Business Events Create Long-term Impact for Christchurch

business events

Christchurch business events have created a long-term impact on the city's tourism and accommodation sector, with future growth expected.

A conference might only last a few days, but its influence on a city can stretch for years. In Christchurch, business events are increasingly recognised as catalysts for economic growth, innovation, talent attraction and global connection, long after the final keynote finishes.

When more than 1,700 delegates arrived in Ōtautahi Christchurch for the International Adaptation Futures conference in October 2025, the visible effects were immediate. Hotels filled. Restaurants buzzed. The city centre hummed. 

But the real impact of business events often begins only after the final keynote. 

Weeks after a conference ends, new research collaborations are underway. A start-up secures an international partner. A postgraduate student decides to study in Christchurch. A visiting delegate begins to imagine a future here. 

ChristchurchNZ Business Events Manager Bree Jones said this long-term impact is precisely why the city treats conferences as far more than tourism opportunities. 

“They bring direct economic impact, but at the same time they have long-lasting benefits for the city,” said Jones.

The immediate economic contribution is still significant. 

Business events generate spending across accommodation, hospitality, retail, tourist attractions and transport. Just as important is when that activity occurs. 

Unlike leisure tourism, which peaks during the summer months, conferences tend to arrive in the off-peak season, when visitor numbers traditionally drop. 

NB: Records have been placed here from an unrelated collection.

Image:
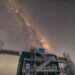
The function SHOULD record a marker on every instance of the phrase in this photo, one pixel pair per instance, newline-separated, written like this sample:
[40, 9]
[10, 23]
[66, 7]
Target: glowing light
[28, 24]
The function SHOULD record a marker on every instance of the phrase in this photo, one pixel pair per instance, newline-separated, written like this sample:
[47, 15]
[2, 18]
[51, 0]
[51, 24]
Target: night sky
[55, 19]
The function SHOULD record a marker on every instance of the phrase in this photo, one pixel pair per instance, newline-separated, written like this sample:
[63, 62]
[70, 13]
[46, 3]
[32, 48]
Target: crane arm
[9, 52]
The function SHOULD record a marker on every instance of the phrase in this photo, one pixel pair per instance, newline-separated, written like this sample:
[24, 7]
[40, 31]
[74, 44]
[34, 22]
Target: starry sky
[53, 18]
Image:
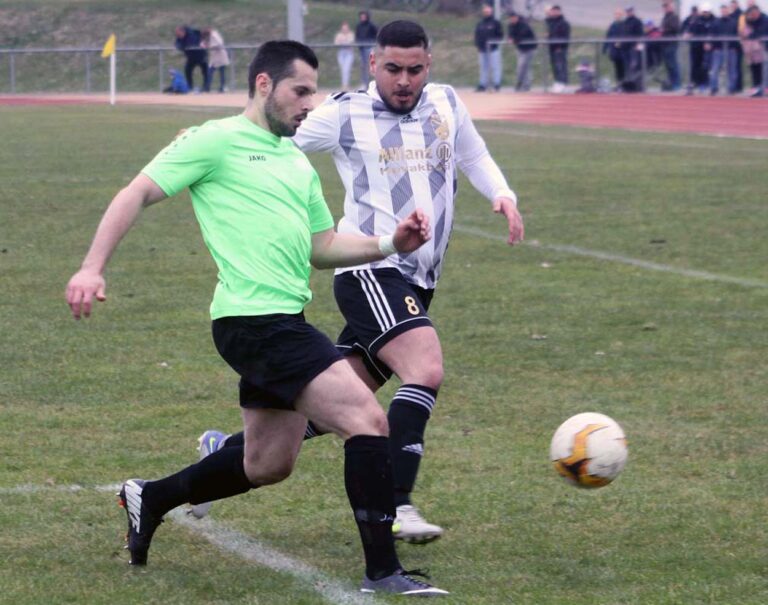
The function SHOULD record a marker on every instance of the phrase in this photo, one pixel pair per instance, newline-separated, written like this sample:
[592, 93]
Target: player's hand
[412, 232]
[507, 207]
[82, 289]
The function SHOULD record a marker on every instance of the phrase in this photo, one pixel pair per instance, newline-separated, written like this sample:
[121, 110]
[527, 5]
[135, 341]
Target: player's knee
[267, 472]
[378, 422]
[431, 375]
[370, 420]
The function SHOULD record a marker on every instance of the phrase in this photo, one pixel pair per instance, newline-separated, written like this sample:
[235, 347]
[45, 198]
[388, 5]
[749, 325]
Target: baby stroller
[586, 73]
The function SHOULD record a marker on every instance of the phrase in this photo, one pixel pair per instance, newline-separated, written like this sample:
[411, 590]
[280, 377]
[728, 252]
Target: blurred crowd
[719, 45]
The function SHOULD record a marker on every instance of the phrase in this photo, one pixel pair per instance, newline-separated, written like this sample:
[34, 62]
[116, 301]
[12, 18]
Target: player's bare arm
[88, 283]
[508, 207]
[331, 249]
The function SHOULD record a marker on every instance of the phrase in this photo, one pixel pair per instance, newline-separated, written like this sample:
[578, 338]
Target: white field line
[236, 543]
[627, 260]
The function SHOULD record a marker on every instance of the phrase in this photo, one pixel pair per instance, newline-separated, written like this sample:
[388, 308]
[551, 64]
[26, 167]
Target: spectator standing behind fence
[558, 29]
[613, 49]
[488, 55]
[752, 49]
[723, 52]
[703, 28]
[365, 36]
[695, 52]
[631, 52]
[345, 55]
[736, 15]
[218, 57]
[522, 36]
[178, 83]
[188, 41]
[757, 21]
[653, 57]
[670, 28]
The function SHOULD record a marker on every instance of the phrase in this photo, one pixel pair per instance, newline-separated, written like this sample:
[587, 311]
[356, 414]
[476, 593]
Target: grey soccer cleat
[141, 523]
[411, 527]
[402, 583]
[209, 442]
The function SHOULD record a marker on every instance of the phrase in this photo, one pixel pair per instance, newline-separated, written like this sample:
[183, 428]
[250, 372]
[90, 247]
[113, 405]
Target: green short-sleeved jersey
[258, 201]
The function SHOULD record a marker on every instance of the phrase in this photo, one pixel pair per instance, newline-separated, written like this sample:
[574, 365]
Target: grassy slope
[87, 23]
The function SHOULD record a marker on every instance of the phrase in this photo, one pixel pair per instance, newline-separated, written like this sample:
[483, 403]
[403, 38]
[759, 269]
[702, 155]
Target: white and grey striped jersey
[391, 164]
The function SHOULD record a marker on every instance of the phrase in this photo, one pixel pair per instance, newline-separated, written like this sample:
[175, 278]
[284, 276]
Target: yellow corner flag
[109, 47]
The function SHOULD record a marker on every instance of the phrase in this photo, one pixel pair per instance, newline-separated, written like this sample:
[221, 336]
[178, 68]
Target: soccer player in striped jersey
[398, 145]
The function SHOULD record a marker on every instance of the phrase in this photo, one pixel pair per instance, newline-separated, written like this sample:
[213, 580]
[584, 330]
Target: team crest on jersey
[440, 125]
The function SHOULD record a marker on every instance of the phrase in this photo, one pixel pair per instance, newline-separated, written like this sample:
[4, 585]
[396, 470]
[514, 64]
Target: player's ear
[263, 83]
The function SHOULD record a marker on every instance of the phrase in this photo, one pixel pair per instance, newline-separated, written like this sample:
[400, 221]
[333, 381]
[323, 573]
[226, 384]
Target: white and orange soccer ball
[589, 449]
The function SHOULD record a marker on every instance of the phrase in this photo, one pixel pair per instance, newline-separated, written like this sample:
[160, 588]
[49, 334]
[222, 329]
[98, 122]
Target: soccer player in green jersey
[265, 221]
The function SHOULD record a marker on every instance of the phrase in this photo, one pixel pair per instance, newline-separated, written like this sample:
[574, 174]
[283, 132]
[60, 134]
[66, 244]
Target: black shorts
[378, 304]
[276, 356]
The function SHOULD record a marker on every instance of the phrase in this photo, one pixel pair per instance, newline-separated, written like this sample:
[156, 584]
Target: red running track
[720, 116]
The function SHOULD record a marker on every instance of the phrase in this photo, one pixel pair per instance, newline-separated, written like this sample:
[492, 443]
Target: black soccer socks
[220, 475]
[368, 479]
[408, 415]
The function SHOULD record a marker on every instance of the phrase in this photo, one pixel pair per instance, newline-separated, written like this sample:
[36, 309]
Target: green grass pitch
[531, 335]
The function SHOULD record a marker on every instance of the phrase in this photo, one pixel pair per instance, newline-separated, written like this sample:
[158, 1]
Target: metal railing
[142, 68]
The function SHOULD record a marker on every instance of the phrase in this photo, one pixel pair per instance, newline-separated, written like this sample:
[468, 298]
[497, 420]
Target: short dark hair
[275, 58]
[402, 34]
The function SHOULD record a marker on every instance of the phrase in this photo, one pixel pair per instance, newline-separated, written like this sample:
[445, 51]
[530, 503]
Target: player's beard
[277, 126]
[402, 110]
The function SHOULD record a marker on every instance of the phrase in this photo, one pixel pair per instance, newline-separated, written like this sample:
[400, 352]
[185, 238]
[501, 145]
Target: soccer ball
[589, 450]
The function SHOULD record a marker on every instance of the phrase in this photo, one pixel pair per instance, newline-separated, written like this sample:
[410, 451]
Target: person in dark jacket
[522, 36]
[365, 37]
[695, 51]
[631, 52]
[736, 15]
[613, 49]
[558, 29]
[724, 52]
[670, 28]
[188, 41]
[488, 55]
[757, 22]
[703, 29]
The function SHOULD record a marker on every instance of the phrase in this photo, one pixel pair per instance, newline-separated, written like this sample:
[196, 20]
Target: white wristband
[387, 245]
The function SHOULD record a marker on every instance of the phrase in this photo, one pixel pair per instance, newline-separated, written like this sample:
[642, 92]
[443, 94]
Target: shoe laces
[410, 512]
[423, 573]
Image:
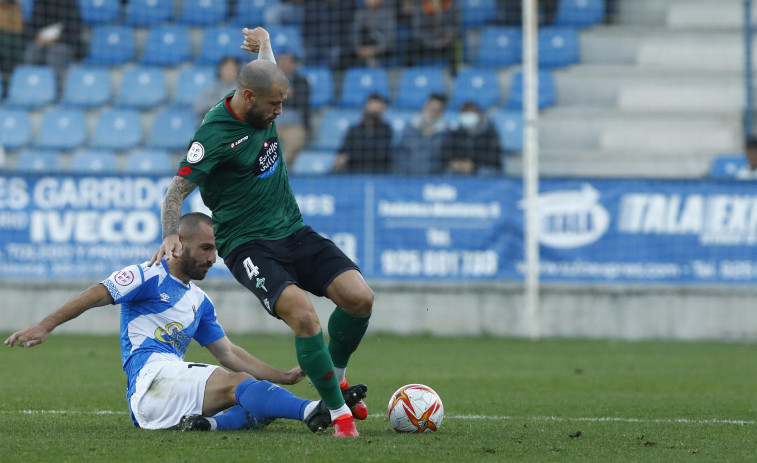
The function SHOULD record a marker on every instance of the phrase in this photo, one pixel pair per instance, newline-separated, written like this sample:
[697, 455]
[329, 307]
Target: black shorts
[304, 258]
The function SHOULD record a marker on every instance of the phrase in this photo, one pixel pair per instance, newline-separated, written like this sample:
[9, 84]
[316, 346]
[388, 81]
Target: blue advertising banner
[411, 229]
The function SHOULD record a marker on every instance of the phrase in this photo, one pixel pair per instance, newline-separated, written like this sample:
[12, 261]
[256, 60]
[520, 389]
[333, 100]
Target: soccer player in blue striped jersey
[161, 312]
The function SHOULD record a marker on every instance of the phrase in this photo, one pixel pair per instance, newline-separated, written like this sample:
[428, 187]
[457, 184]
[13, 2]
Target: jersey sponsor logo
[124, 277]
[196, 153]
[268, 158]
[234, 144]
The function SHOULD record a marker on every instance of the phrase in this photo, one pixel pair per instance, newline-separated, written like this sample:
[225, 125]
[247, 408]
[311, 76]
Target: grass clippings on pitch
[504, 400]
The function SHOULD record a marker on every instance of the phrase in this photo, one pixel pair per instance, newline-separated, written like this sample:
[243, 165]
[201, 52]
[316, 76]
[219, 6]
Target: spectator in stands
[472, 147]
[293, 124]
[436, 32]
[367, 146]
[12, 40]
[325, 31]
[373, 34]
[54, 32]
[227, 71]
[419, 149]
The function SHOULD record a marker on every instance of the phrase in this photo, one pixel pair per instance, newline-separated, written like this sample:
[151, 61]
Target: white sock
[343, 410]
[309, 409]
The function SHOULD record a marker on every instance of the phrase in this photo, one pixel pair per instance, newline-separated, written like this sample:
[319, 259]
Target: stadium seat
[94, 161]
[99, 11]
[480, 86]
[191, 83]
[111, 45]
[477, 12]
[547, 90]
[148, 12]
[558, 46]
[499, 47]
[62, 129]
[142, 88]
[117, 129]
[358, 83]
[31, 87]
[147, 161]
[172, 129]
[15, 129]
[220, 42]
[202, 12]
[87, 87]
[314, 162]
[167, 45]
[333, 127]
[321, 81]
[509, 124]
[416, 84]
[41, 161]
[579, 13]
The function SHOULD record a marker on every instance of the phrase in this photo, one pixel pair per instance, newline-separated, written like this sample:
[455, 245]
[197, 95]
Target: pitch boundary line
[457, 417]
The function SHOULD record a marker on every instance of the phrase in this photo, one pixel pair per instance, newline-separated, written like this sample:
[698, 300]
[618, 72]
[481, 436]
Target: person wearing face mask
[419, 149]
[367, 146]
[473, 147]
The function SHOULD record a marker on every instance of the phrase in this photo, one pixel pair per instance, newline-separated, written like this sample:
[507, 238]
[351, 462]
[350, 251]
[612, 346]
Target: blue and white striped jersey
[159, 314]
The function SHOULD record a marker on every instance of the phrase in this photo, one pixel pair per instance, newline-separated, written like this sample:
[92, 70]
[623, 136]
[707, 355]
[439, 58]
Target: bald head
[260, 76]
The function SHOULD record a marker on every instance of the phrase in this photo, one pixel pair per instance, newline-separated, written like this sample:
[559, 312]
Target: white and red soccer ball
[415, 408]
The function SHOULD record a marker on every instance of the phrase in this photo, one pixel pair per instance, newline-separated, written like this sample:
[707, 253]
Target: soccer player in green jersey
[235, 159]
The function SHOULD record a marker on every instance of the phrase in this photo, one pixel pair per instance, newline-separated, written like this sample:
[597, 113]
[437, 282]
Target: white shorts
[168, 389]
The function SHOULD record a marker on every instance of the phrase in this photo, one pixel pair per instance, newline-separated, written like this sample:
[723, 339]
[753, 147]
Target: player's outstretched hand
[253, 38]
[170, 248]
[28, 337]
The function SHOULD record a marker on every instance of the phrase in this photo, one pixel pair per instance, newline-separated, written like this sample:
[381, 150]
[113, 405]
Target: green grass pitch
[504, 399]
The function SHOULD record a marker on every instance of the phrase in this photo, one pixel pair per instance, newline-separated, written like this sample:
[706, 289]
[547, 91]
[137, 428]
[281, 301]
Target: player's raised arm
[95, 296]
[170, 216]
[258, 41]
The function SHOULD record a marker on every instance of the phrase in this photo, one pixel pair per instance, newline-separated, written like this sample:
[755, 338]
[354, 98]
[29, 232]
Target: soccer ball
[415, 408]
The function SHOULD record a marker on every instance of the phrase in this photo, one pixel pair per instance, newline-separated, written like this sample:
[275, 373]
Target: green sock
[345, 333]
[315, 361]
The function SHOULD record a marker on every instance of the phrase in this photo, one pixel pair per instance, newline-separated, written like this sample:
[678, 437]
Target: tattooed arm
[170, 215]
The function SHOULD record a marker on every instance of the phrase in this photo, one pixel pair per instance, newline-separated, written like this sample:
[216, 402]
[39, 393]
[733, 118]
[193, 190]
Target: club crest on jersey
[268, 158]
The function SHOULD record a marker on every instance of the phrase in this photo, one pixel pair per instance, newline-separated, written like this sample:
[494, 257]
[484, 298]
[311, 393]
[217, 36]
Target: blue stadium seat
[62, 129]
[148, 161]
[286, 38]
[202, 12]
[111, 45]
[191, 83]
[499, 47]
[148, 12]
[15, 129]
[416, 84]
[579, 13]
[333, 127]
[167, 45]
[94, 161]
[99, 11]
[142, 88]
[172, 129]
[87, 87]
[558, 46]
[321, 81]
[477, 12]
[314, 162]
[31, 87]
[358, 83]
[547, 90]
[220, 42]
[509, 124]
[117, 129]
[480, 86]
[41, 161]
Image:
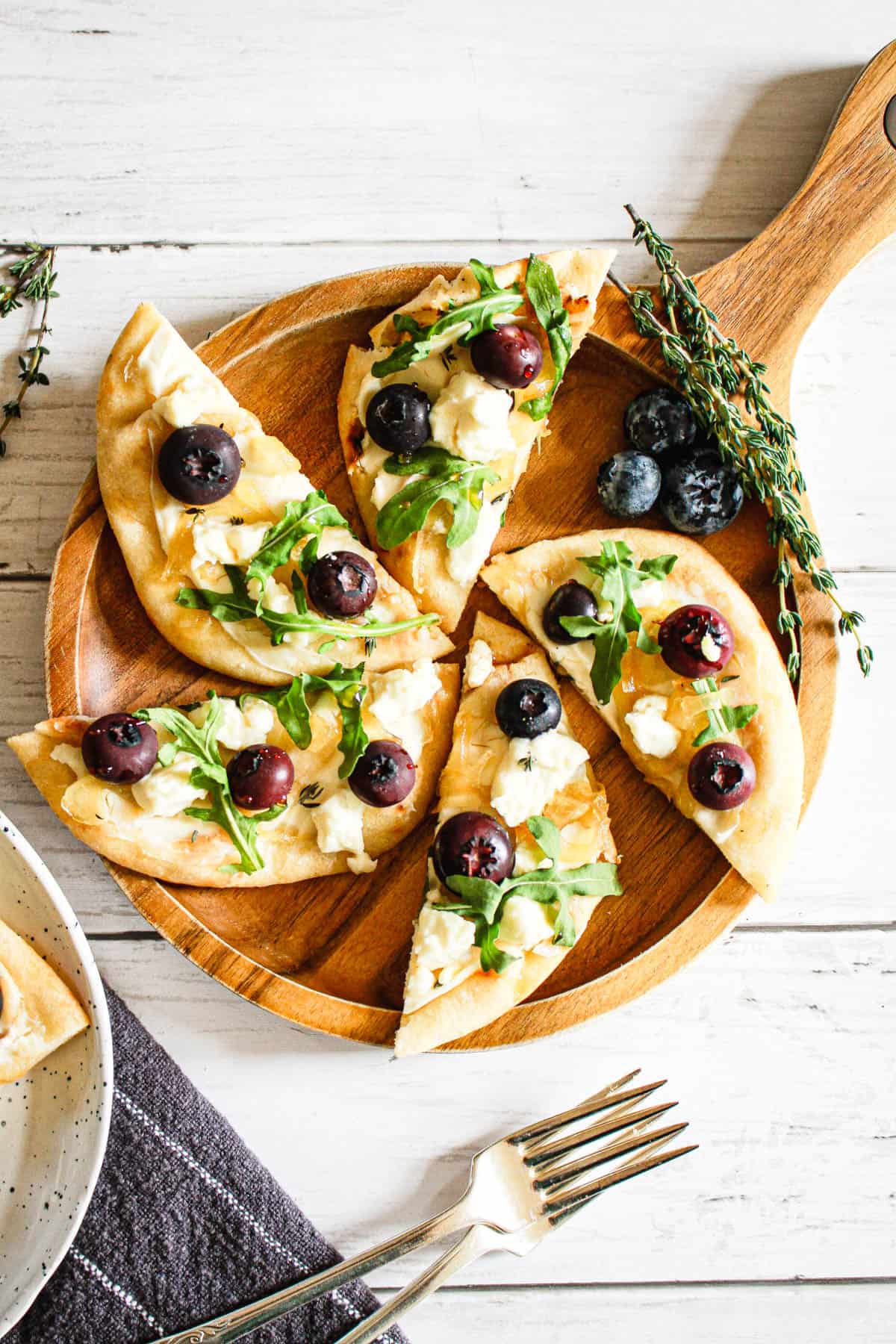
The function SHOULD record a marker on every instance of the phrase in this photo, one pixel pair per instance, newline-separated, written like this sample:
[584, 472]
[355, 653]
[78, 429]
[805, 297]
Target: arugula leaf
[484, 900]
[479, 315]
[308, 517]
[238, 605]
[437, 476]
[620, 579]
[546, 299]
[722, 718]
[210, 773]
[290, 705]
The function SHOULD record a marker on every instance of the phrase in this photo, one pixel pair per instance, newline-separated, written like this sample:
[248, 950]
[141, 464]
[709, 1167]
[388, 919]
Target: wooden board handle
[771, 289]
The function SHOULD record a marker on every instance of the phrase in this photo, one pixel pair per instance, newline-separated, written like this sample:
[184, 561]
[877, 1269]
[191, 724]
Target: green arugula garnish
[544, 295]
[723, 718]
[210, 773]
[308, 517]
[484, 900]
[620, 581]
[238, 605]
[290, 705]
[438, 476]
[479, 314]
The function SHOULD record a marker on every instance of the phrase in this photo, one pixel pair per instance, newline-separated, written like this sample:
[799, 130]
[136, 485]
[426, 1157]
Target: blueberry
[398, 418]
[700, 494]
[629, 483]
[660, 421]
[527, 709]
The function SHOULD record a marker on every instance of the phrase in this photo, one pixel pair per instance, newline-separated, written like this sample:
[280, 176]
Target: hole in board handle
[889, 121]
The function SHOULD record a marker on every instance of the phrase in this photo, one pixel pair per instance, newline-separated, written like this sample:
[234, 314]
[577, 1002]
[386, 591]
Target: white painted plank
[805, 1313]
[773, 1046]
[354, 121]
[836, 877]
[841, 411]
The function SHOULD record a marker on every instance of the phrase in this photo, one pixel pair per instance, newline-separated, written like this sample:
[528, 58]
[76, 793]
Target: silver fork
[520, 1189]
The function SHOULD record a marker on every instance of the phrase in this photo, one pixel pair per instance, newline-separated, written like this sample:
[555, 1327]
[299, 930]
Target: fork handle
[234, 1324]
[476, 1242]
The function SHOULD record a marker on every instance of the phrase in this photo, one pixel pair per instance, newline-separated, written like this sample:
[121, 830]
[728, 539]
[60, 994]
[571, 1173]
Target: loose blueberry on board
[700, 494]
[398, 418]
[568, 600]
[341, 584]
[120, 749]
[508, 356]
[472, 844]
[527, 709]
[383, 776]
[722, 776]
[629, 483]
[199, 464]
[696, 641]
[659, 423]
[260, 777]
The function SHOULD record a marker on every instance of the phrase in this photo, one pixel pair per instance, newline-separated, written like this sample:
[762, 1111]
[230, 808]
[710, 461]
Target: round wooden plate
[331, 954]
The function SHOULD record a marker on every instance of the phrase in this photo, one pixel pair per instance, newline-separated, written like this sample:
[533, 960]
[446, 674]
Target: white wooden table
[210, 156]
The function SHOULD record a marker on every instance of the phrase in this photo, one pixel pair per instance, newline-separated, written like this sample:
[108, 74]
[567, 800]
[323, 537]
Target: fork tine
[573, 1201]
[629, 1142]
[551, 1148]
[608, 1098]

“That gives our hospitality and retail sectors more consistency and resilience year-round,” Jones said. 

Business events also attract a particularly valuable type of visitor.

“They tend to stay longer and spend more. The average length of stay for delegates is about 4.6 nights, and on average, they’re spending about 2.5 times more per day than a leisure traveller when they come to the city.”

Delegates attending multi-day conferences spent an estimated NZD 412 million in New Zealand in 2025. 

Economic impact is only part of the value equation. Conferences increasingly drive intellectual exchange, innovation and collaboration.

“When conferences come into the city, we’re connecting global expertise with local expertise,” Jones explained.

To better understand these outcomes, ChristchurchNZ commissioned the Conference Legacy Project, one of the first research initiatives in New Zealand to track long‑term conference impact.

Delegates attending multi-day conferences spent an estimated NZD 412 million in New Zealand in 2025.

Nearly 88 percent of delegates said conferences in Christchurch contributed directly to progress in their field. More than 79 percent reported applying new knowledge or tools in their workplaces after attending.

Examples ranged from aerospace technologies to digital preservation and clinical medicine.

In one case, a nanoscience conference enabled a local researcher to establish two new international collaborations for a sustainable energy start-up, connections that would not have occurred otherwise.

“When you connect people and create opportunities for knowledge sharing within the city, you start to stimulate things like trade and investment.” 

When Christchurch bids for conferences, it targets events aligned with sectors where the city already has global strengths.

“For example, our health precinct makes Christchurch a strong hub for healthtech and medical conferences.”

Aligning conferences with these sectors benefits both organisers and the city.

“Every destination can provide a convention centre and hotels, but what really differentiates a city is access to strong business and innovation ecosystems and local academia leading global research.”